Denver (AP) -- Secretary of State Mike Coffman has recertified three models of touchscreen voting machines for use in this year's elections. But he hasn't decided whether to authorize the use of two brands of optical scanners yet.
Sequoia's Edge II and Edge II Plus, used in Arapahoe, Denver, Elbert and Pueblo counties, were certified with some restrictions, along with election systems and software's Ivotronic, which is used in Jefferson and Mesa counties.
The Ivotronic certification, for example, includes a requirement that clerks install a piece of equipment to stop a magnet from disabling the machine.
Last week, Coffman held a hearing to demonstrate the machines and the proposed fixes. He says he wants to do more testing and consider those comments before making a decision on Hart's Escan Optical scanner and its Ballotnow software.
He's scheduled a meeting with county clerks Wednesday in Douglas County to discuss the scanner. He's still working to schedule additional tests for two other scanners made by ES&S.

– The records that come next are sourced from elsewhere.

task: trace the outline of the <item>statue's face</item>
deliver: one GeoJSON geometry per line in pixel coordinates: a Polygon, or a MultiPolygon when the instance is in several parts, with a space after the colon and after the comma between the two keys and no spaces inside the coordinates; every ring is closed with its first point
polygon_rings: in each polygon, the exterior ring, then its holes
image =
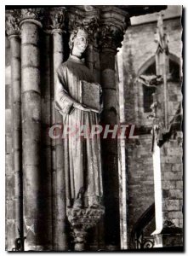
{"type": "Polygon", "coordinates": [[[74,46],[72,49],[72,55],[76,56],[81,56],[85,51],[88,46],[88,34],[83,31],[79,29],[76,38],[74,38],[74,46]]]}

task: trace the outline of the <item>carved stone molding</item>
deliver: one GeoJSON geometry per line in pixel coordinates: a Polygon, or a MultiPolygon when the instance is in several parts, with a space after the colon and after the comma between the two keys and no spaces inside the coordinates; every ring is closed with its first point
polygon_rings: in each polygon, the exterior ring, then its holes
{"type": "Polygon", "coordinates": [[[117,49],[122,47],[121,42],[123,40],[123,31],[115,26],[105,25],[100,28],[99,44],[101,47],[117,49]]]}
{"type": "Polygon", "coordinates": [[[67,208],[66,215],[72,230],[75,250],[82,251],[87,241],[87,230],[94,227],[105,213],[105,207],[75,209],[67,208]]]}
{"type": "Polygon", "coordinates": [[[165,32],[166,27],[163,26],[162,14],[158,14],[157,31],[155,32],[155,42],[157,44],[157,52],[165,52],[168,54],[168,36],[165,32]]]}
{"type": "Polygon", "coordinates": [[[100,45],[113,49],[122,47],[123,35],[130,25],[128,14],[110,6],[101,9],[100,16],[100,45]]]}
{"type": "Polygon", "coordinates": [[[84,30],[88,35],[88,43],[94,43],[96,41],[100,23],[99,18],[94,17],[94,15],[87,15],[84,18],[78,16],[77,15],[69,14],[68,15],[68,30],[70,33],[77,32],[77,29],[81,28],[84,30]]]}
{"type": "Polygon", "coordinates": [[[45,13],[43,19],[43,28],[48,33],[63,33],[65,29],[66,9],[64,7],[50,8],[45,13]]]}
{"type": "Polygon", "coordinates": [[[43,9],[36,8],[36,9],[22,9],[20,13],[20,23],[31,21],[36,23],[39,26],[42,26],[42,21],[43,19],[43,9]]]}
{"type": "Polygon", "coordinates": [[[6,14],[6,34],[9,37],[20,34],[19,27],[20,16],[20,10],[13,10],[6,14]]]}

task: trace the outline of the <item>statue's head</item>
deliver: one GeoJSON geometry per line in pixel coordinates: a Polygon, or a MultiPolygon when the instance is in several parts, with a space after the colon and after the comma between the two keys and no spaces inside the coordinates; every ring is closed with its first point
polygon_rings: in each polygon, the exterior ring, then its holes
{"type": "Polygon", "coordinates": [[[82,28],[74,30],[71,34],[69,47],[72,55],[81,57],[88,46],[88,33],[82,28]]]}

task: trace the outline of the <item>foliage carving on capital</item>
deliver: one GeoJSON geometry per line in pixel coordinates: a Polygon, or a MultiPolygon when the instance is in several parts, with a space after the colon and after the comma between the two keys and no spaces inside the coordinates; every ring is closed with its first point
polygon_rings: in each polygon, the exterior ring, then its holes
{"type": "Polygon", "coordinates": [[[101,47],[117,49],[118,47],[122,47],[123,35],[123,30],[106,24],[100,28],[99,44],[101,47]]]}
{"type": "Polygon", "coordinates": [[[92,43],[97,39],[100,24],[97,17],[79,18],[77,15],[70,15],[68,18],[70,33],[76,33],[78,29],[84,30],[88,35],[88,41],[92,43]]]}
{"type": "Polygon", "coordinates": [[[39,22],[43,20],[43,14],[40,8],[36,9],[21,9],[21,20],[36,20],[39,22]]]}
{"type": "Polygon", "coordinates": [[[19,27],[20,12],[14,10],[6,14],[6,34],[9,37],[12,35],[20,35],[20,30],[19,27]]]}
{"type": "Polygon", "coordinates": [[[44,16],[44,30],[49,32],[65,32],[65,8],[50,9],[44,16]]]}

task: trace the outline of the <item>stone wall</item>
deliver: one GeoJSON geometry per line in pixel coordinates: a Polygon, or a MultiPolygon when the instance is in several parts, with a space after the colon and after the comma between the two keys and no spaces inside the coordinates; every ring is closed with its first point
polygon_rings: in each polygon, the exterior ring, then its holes
{"type": "MultiPolygon", "coordinates": [[[[169,52],[173,61],[181,66],[180,18],[164,20],[169,36],[169,52]]],[[[126,143],[128,175],[128,225],[130,234],[140,217],[154,202],[154,181],[150,134],[150,113],[144,113],[143,86],[137,82],[139,75],[155,65],[157,44],[154,32],[157,21],[130,26],[122,45],[125,123],[134,124],[140,134],[138,140],[126,143]],[[143,134],[144,133],[144,134],[143,134]],[[140,135],[141,134],[141,135],[140,135]]],[[[121,56],[122,57],[122,56],[121,56]]],[[[179,67],[181,68],[181,67],[179,67]]],[[[122,78],[120,78],[122,79],[122,78]]],[[[170,122],[182,101],[180,80],[168,80],[168,121],[170,122]]],[[[171,137],[161,149],[163,217],[182,227],[182,148],[178,139],[171,137]]],[[[154,230],[153,230],[154,231],[154,230]]]]}
{"type": "Polygon", "coordinates": [[[154,203],[151,135],[127,142],[128,234],[137,220],[154,203]]]}
{"type": "Polygon", "coordinates": [[[163,218],[183,227],[182,132],[167,142],[161,150],[163,218]]]}

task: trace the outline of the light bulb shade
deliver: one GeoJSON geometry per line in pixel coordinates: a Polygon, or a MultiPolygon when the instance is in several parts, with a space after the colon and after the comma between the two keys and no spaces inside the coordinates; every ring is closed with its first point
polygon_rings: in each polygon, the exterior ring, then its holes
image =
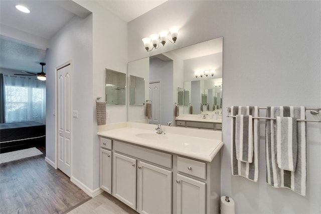
{"type": "Polygon", "coordinates": [[[151,44],[155,47],[155,45],[157,45],[158,44],[159,35],[157,34],[151,34],[150,35],[150,39],[151,39],[151,44]]]}
{"type": "Polygon", "coordinates": [[[171,32],[171,36],[172,36],[173,41],[174,41],[174,42],[176,42],[177,36],[179,34],[179,28],[176,26],[173,26],[170,29],[170,32],[171,32]]]}
{"type": "Polygon", "coordinates": [[[16,8],[17,10],[21,11],[23,13],[26,13],[26,14],[29,14],[30,13],[30,11],[29,9],[25,7],[25,6],[23,6],[22,5],[16,5],[16,8]]]}

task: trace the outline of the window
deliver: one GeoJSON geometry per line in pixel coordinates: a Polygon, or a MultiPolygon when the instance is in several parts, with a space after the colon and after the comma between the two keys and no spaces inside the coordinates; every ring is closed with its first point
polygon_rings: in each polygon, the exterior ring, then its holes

Because of the uncertainty of how many machines would be available for this year's elections, legislative leaders and Governor Ritter have been working on a plan to conduct the elections mainly by paper ballot.
However, the state is still required to have electronic voting equipment available for disabled people and for anyone else who asks to use it. The optical scanners are also needed to count the paper ballots.